22 June 2013

FZ1 Repair: Wheel Painting

31 May 2013:  Fixing my screw up.

Last year in an effort to learn to do some of my own maintenance, I scratched the *&^%$#@! out of my rear rim attempting to change the tire on my Harbor Freight Tire Changer without modding it.  The guy I bought it from said he did tire changes without scratching the rims so I should be able to as well.  Uhh...nope.

Duriing the winter, I attempted to rectify the damage by stripping the paint like ZGrand (from the FZ1OA) did.  By spring, I realized I really didn't like they way it looked on Baby and started investigating solutions.  The most expensive is aftermarket rims (all the way from Japan), the least was rim paint.  My pocketbook really liked the rim paint so that's what I got.

I read about it before but nothing really good.  I got the Duplicolor Wheel Coating from O'Reilly's Auto Parts and the Duplicolor Paint Stripper in case the aircraft stripper I used in the winter ran out.  Then I spent some time reading and watching videos to make sure I understood what I was doing before I actually did anything.

A few months after I bought the stuff, I finally made the first step:  Remove the rim and break the bead on the tire.  I didn't plan to remove the tire at all.  The next step was to remove the rest of the paint with the stripper and a scotchbrite pad.

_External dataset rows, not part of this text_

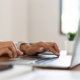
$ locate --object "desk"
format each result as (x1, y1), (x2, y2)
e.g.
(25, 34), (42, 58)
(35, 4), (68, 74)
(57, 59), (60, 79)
(0, 56), (80, 80)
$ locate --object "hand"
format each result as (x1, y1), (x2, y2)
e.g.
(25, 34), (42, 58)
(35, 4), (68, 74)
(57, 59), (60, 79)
(20, 41), (60, 56)
(0, 41), (23, 58)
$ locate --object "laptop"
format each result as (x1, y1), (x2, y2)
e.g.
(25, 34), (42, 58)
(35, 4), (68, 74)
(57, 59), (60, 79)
(0, 25), (80, 69)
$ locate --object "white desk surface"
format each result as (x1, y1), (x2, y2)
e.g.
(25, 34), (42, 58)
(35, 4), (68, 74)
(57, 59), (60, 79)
(0, 50), (80, 80)
(0, 65), (32, 80)
(10, 68), (80, 80)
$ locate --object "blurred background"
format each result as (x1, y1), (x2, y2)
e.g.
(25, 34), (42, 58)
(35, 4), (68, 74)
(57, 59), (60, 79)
(0, 0), (79, 50)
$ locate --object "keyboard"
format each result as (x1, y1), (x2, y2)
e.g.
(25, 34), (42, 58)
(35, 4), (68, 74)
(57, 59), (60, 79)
(28, 57), (58, 64)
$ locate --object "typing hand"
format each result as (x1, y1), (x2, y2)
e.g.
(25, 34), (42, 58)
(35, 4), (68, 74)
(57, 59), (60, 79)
(0, 41), (23, 58)
(20, 41), (60, 56)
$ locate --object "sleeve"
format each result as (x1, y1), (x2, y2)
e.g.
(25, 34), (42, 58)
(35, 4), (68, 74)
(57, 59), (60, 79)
(16, 41), (29, 50)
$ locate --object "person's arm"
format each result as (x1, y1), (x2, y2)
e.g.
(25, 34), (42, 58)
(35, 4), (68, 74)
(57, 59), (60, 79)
(0, 41), (60, 57)
(19, 41), (60, 56)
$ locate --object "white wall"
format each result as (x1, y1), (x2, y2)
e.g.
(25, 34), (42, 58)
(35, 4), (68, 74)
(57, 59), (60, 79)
(0, 0), (67, 50)
(0, 0), (29, 43)
(29, 0), (67, 50)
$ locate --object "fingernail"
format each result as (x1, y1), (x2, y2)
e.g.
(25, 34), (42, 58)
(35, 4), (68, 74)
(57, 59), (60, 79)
(39, 47), (44, 52)
(21, 52), (23, 54)
(39, 47), (44, 51)
(57, 53), (60, 56)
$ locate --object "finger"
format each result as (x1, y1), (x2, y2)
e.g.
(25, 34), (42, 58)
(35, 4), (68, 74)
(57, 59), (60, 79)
(12, 42), (23, 56)
(17, 49), (23, 56)
(38, 41), (60, 56)
(8, 43), (17, 58)
(0, 41), (17, 58)
(9, 41), (23, 58)
(7, 41), (17, 58)
(45, 42), (60, 53)
(49, 47), (60, 56)
(0, 48), (13, 58)
(37, 47), (44, 52)
(12, 42), (18, 56)
(52, 43), (59, 53)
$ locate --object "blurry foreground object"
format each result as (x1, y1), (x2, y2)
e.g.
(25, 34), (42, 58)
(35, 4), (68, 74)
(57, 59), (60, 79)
(0, 65), (32, 80)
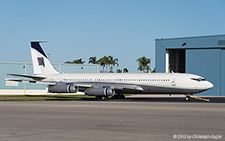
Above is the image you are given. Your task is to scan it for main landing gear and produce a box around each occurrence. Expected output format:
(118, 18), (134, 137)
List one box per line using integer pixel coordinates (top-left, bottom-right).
(112, 94), (125, 99)
(95, 96), (109, 100)
(95, 94), (126, 100)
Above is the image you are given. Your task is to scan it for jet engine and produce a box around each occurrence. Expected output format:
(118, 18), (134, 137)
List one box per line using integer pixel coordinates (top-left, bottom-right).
(48, 84), (78, 93)
(85, 87), (115, 96)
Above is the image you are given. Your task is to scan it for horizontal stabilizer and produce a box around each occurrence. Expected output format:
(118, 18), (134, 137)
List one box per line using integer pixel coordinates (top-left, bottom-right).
(7, 74), (46, 80)
(5, 78), (56, 85)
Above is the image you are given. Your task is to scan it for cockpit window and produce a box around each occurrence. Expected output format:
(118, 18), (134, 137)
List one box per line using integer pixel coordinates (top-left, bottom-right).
(191, 78), (206, 82)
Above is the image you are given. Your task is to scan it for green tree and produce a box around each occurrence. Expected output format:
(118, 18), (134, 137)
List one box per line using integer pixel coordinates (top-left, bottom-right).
(108, 56), (119, 73)
(98, 55), (119, 73)
(109, 70), (114, 73)
(65, 61), (71, 64)
(65, 58), (85, 64)
(98, 56), (109, 73)
(151, 67), (156, 73)
(146, 66), (151, 73)
(123, 68), (129, 73)
(116, 69), (122, 73)
(137, 56), (151, 73)
(73, 58), (85, 64)
(88, 57), (98, 64)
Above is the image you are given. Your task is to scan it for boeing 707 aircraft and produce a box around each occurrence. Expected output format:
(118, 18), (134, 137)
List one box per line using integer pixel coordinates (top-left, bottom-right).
(7, 42), (213, 100)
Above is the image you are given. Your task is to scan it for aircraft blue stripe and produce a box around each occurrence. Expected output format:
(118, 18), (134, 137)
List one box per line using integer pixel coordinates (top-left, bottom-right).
(31, 42), (48, 58)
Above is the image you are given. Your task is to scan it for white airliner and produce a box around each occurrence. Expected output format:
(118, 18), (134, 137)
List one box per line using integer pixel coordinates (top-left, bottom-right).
(7, 42), (213, 100)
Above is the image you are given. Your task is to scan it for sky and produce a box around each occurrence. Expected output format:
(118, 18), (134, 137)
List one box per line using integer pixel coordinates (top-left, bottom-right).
(1, 0), (225, 73)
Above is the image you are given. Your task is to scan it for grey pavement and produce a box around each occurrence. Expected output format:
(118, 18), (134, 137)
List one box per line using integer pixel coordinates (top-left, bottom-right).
(0, 101), (224, 141)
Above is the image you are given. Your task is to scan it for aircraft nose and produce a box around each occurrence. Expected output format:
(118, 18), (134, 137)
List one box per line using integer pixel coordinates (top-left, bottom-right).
(207, 81), (214, 89)
(196, 81), (213, 93)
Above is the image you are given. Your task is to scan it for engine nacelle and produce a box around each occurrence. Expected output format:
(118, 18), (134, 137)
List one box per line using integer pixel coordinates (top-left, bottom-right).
(48, 84), (78, 93)
(85, 87), (115, 96)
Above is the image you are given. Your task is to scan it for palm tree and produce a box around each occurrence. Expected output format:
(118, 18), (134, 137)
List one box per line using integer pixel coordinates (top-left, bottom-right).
(108, 56), (119, 73)
(98, 56), (109, 73)
(88, 57), (98, 64)
(146, 66), (151, 73)
(137, 56), (151, 73)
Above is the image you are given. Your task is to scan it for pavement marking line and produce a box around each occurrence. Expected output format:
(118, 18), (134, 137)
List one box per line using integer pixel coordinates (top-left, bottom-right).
(0, 129), (80, 139)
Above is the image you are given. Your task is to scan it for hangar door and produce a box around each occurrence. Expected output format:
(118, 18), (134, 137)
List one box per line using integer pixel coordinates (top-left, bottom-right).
(186, 49), (221, 96)
(166, 49), (185, 73)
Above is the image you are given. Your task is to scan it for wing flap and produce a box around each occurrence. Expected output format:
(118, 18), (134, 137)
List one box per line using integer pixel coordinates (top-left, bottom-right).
(73, 83), (144, 92)
(111, 85), (144, 92)
(72, 82), (144, 92)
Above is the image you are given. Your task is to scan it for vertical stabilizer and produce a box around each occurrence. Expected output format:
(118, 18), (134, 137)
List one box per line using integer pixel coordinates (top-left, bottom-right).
(31, 42), (59, 76)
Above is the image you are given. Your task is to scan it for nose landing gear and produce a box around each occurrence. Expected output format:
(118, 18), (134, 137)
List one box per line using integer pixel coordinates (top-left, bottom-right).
(185, 94), (210, 102)
(185, 95), (190, 101)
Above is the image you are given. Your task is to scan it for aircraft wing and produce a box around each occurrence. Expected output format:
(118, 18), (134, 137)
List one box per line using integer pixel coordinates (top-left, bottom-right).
(72, 83), (144, 93)
(5, 77), (144, 94)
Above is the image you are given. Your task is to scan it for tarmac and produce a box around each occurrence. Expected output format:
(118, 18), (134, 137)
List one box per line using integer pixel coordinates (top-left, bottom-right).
(0, 97), (224, 141)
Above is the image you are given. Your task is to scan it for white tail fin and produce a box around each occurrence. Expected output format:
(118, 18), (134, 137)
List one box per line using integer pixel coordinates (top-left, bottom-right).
(31, 42), (59, 76)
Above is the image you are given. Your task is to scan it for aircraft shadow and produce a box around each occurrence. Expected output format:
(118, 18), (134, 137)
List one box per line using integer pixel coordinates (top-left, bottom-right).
(45, 96), (225, 103)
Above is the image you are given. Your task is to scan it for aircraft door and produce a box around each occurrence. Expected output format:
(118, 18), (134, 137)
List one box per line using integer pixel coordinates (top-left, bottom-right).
(171, 78), (176, 86)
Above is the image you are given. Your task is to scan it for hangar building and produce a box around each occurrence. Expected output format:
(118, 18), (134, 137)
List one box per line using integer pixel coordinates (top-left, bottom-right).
(0, 62), (100, 90)
(155, 34), (225, 96)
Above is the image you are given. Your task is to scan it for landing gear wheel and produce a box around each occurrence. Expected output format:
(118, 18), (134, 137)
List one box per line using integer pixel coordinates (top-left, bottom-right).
(96, 96), (101, 100)
(96, 96), (108, 100)
(112, 94), (125, 99)
(185, 96), (190, 101)
(101, 96), (108, 100)
(118, 94), (125, 99)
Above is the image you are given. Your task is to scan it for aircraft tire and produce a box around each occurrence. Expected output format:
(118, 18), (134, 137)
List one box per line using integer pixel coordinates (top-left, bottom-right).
(113, 94), (125, 99)
(96, 96), (108, 100)
(119, 95), (125, 99)
(185, 96), (190, 101)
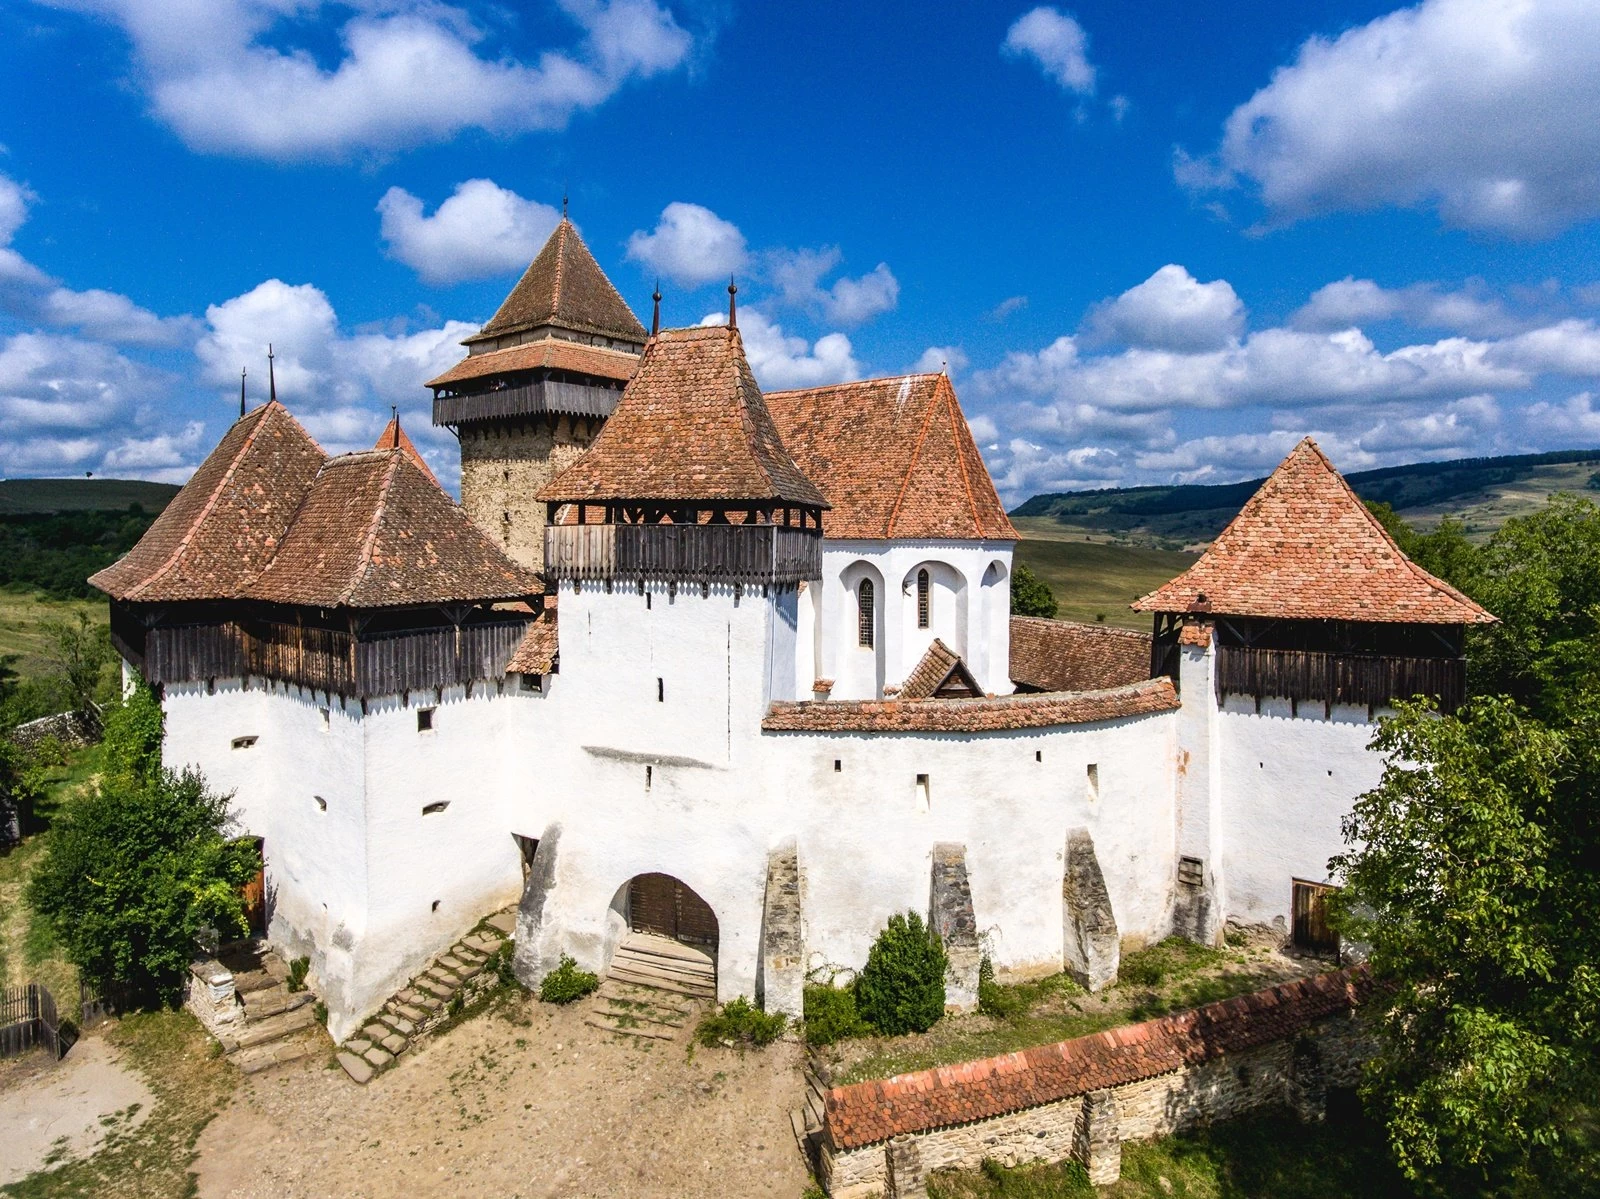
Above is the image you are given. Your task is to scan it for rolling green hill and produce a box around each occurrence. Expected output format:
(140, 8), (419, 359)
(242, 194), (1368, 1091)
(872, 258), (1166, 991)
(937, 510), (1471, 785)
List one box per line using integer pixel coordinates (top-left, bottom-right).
(1013, 448), (1600, 550)
(0, 477), (179, 516)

I had a little help from my nephew.
The wheel looked better after a complete stripping but I still didn't like the look so I proceeded to the next step:  thorough degrease/cleaning followed by wet sanding.  While I had the rim off, I checked the bearings to make sure they still spun well and looked good.  They did so that was one more thing off of my ever growing maintenance list.

The fourth step:  tape anything I didn't want painted.  I found it in pictures online and from the video on the duplicolor site.  I forgot to take a pic before I put the first coat on.  First coat went on pretty easy and dried quickly enough so that I could put a second coat on within 15 or 20 minutes.

It came out looking pretty good so the next morning I decided to add a couple more coats.  Bad decision.  My hands started hurting midway though the extra coat and I couldn't keep constant pressure on the spray button making me stop before I did anything else to make it look worse.  Before the extra coats it looked good even up close, after it looked good from some feet away.

I gave it a few hours to dry before removing the tape (opposite direction from the paint so as not to peel any away with the tape), re-seating the bead, and re-airing the tire.  A couple of hours later, I put it on the bike.

I think I got lucky that it came out so well.  I even have paint leftover for future touchups that I'm certain will be needed after my next tire change.  At under $15 for both the paint and stripper I can't complain about the outcome.  The only question that remains is durability.  Hopefully it will be durable enough for me to learn how to change the tires without messing up the rim.

One other thing I did was to put on the tank pads I got at the beginning of the year.  Baby looks fantastic with all black rims and the tank pads!
Just need to get rid of that dent now.
Thanks for reading,

patrice, theWolfTamer

Taken after a short birthday ride.


  1. Looks good man. I love black wheels, cause they don't show brake dust. I painted my old GSXR 1100 wheels like that, but used auto paint from wal-mart. Maybe the stuff you got is better. I prob will redo my Zx-14 wheels one day. Thanks for the tip. Oh, and to really get them smooth, wet sand with 1000 grit paper in between coats.

    1. Thanks for the tip. I didn't sand between coats just before but I really like the finish. I'm just hoping it holds up.